We need not now examine the basis of this opinion. If it is nothing but a verbal simplification, a unification of the language applied to the two orders of phenomena, it implies an assimilation of the mechanisms which realize them. To the organogenic forces which direct the building up of the living organisms it brings into correspondence the crystallogenic forces which group, adjust, equilibrate, and harmonize the materials of the crystal.

When it is a question of the application of a principle such as this, in order to test its legitimacy we must always return to the experimental foundations. Let us imagine, for example, a simple body, such as sulphur, heated and brought to a state of fusion—that is to say, homogeneous, isotropic, in an undisturbed medium the only change in which will be a very gradual cooling down. These are the typical crystallogenic conditions. The body would take a given crystalline form. It is from experiments such as this that we derive the idea of a specific form connected with a chemical constitution.
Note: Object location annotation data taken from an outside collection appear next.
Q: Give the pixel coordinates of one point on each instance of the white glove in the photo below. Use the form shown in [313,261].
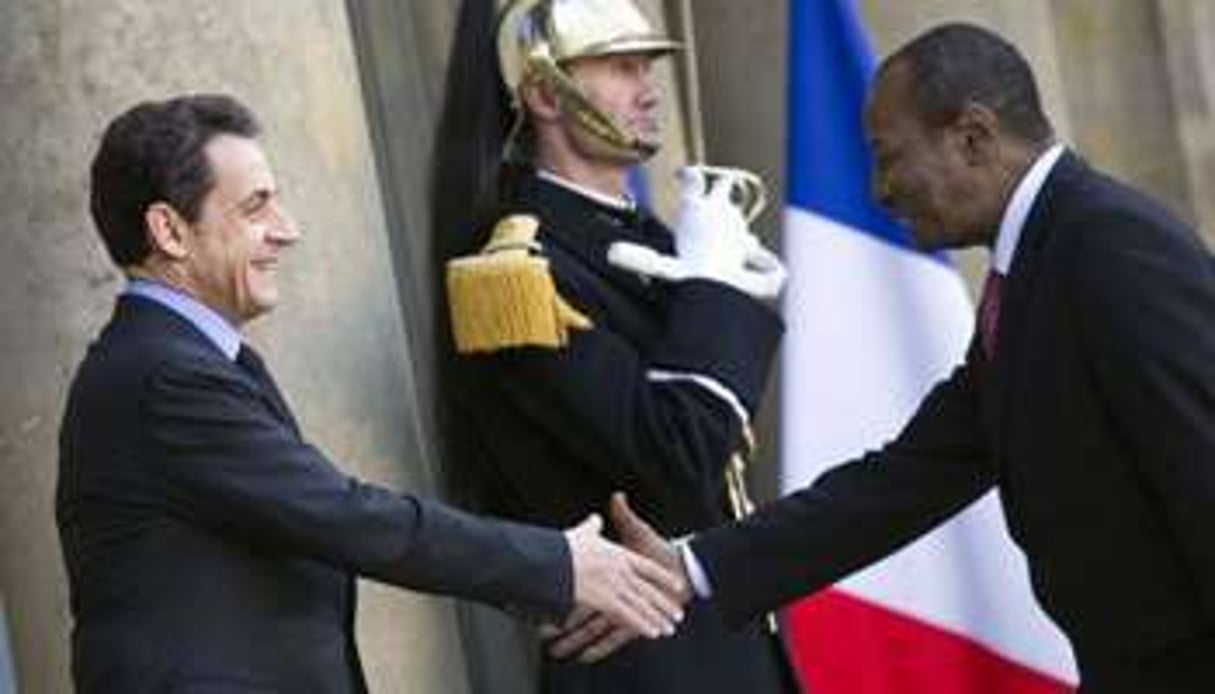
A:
[712,242]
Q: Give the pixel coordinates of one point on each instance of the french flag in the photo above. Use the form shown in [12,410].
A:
[872,323]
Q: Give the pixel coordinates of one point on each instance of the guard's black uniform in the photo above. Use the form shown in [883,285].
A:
[555,432]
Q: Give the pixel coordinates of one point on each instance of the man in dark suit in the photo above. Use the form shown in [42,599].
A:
[1086,396]
[208,546]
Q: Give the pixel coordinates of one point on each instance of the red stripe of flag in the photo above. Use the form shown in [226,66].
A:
[845,645]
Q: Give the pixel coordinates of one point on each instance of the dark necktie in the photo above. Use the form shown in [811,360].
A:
[989,312]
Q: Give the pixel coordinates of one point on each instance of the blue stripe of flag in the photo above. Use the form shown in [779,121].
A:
[829,163]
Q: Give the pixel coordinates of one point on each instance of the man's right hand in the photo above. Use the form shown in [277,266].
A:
[592,636]
[636,594]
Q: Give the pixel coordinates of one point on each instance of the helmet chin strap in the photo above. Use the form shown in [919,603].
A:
[605,136]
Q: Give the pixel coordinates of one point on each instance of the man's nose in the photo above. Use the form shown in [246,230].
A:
[283,229]
[881,190]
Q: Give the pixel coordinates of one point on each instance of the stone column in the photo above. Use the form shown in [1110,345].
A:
[1190,51]
[337,344]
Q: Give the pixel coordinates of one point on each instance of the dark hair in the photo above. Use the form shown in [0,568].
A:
[153,152]
[958,63]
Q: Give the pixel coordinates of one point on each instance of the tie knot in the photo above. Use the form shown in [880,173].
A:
[989,312]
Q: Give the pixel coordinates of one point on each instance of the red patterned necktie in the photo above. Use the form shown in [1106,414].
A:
[989,312]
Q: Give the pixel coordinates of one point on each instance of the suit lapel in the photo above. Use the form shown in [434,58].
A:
[1012,361]
[252,364]
[147,319]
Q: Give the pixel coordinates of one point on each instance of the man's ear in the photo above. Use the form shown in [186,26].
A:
[165,231]
[541,101]
[977,130]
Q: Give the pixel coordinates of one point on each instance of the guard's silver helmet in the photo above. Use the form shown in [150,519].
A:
[536,38]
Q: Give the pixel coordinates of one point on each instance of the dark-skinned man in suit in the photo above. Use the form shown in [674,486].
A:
[1086,396]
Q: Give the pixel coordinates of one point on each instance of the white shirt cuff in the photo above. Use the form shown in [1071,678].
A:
[696,575]
[711,384]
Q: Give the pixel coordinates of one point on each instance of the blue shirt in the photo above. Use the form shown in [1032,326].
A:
[220,332]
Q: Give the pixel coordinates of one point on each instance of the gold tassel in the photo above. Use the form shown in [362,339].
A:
[740,501]
[504,297]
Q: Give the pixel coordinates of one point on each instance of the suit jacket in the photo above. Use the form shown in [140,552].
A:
[209,548]
[552,434]
[1094,419]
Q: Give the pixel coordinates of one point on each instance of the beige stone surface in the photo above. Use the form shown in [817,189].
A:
[337,344]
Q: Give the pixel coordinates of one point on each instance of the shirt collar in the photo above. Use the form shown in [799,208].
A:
[625,203]
[210,323]
[1017,212]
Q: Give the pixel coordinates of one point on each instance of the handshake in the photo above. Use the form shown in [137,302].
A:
[712,238]
[620,593]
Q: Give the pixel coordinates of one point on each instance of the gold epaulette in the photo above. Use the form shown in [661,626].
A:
[504,295]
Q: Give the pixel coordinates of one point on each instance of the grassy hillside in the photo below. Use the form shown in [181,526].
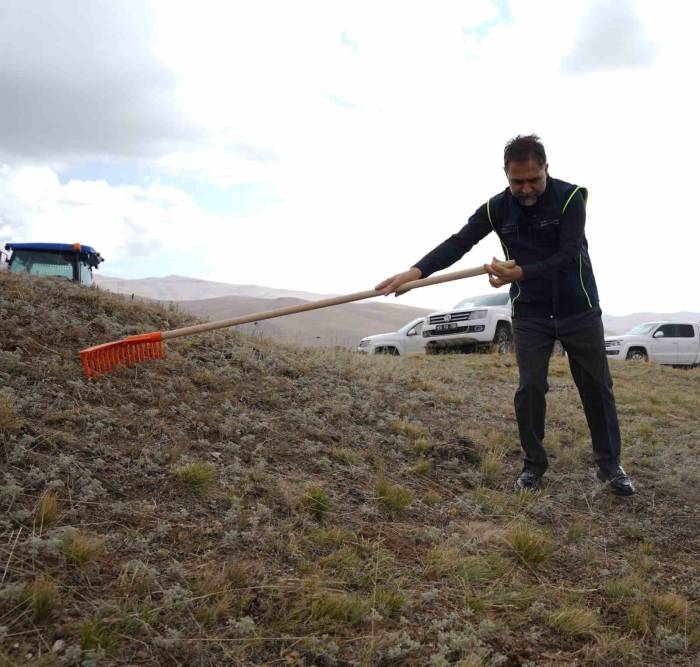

But in drawing this conclusion our logic is at fault. The real interpretation suitable to this case, as in all others, is that the specific form is suitable to the substance, and also to the physical, chemical, and mechanical conditions in which it is placed. And the proof is that this same substance, sulphur, which takes the prismatic form immediately after fusion, will not retain that form, but will pass on to the quite different octahedral form.

It is so with the specific form of the living being—that is to say, with the assemblage of its constituent materials co-ordinated in a given system—in a word, with its organization. This is suitable to its substance, and to all the material, physical, chemical, and mechanical conditions in which it is placed. This form is the condition of material equilibrium corresponding to a very complex situation, to a sum of given conditions. The chemical condition is only one of these. And further, it is hardly proper to speak of a “chemical substance” when we refer to an astonishingly complex mixture which is in addition variable from one point to the other of the living body. When we thus reduce phenomena to their original signification, false analogies disappear. To say with Le Dantec that the form of the greyhound is the condition of equilibrium of the “greyhound chemical substance” is saying much; and too much, if it means that the body of the greyhound has a substance which behaves in the same way as homogeneous, isotropic masses like melted sulphur and dissolved salt. It were better to say much less, if it means, as it will in the minds of the physiologists, that the body of the greyhound is the condition of equilibrium of a heterogeneous, anisotropic, material system, subjected to an infinite number of physical and chemical conditions.

The idea of connecting form, and by that we mean organization, with chemical composition did not arise in the minds of chemists or physiologists. Both have expressed themselves very clearly on this point.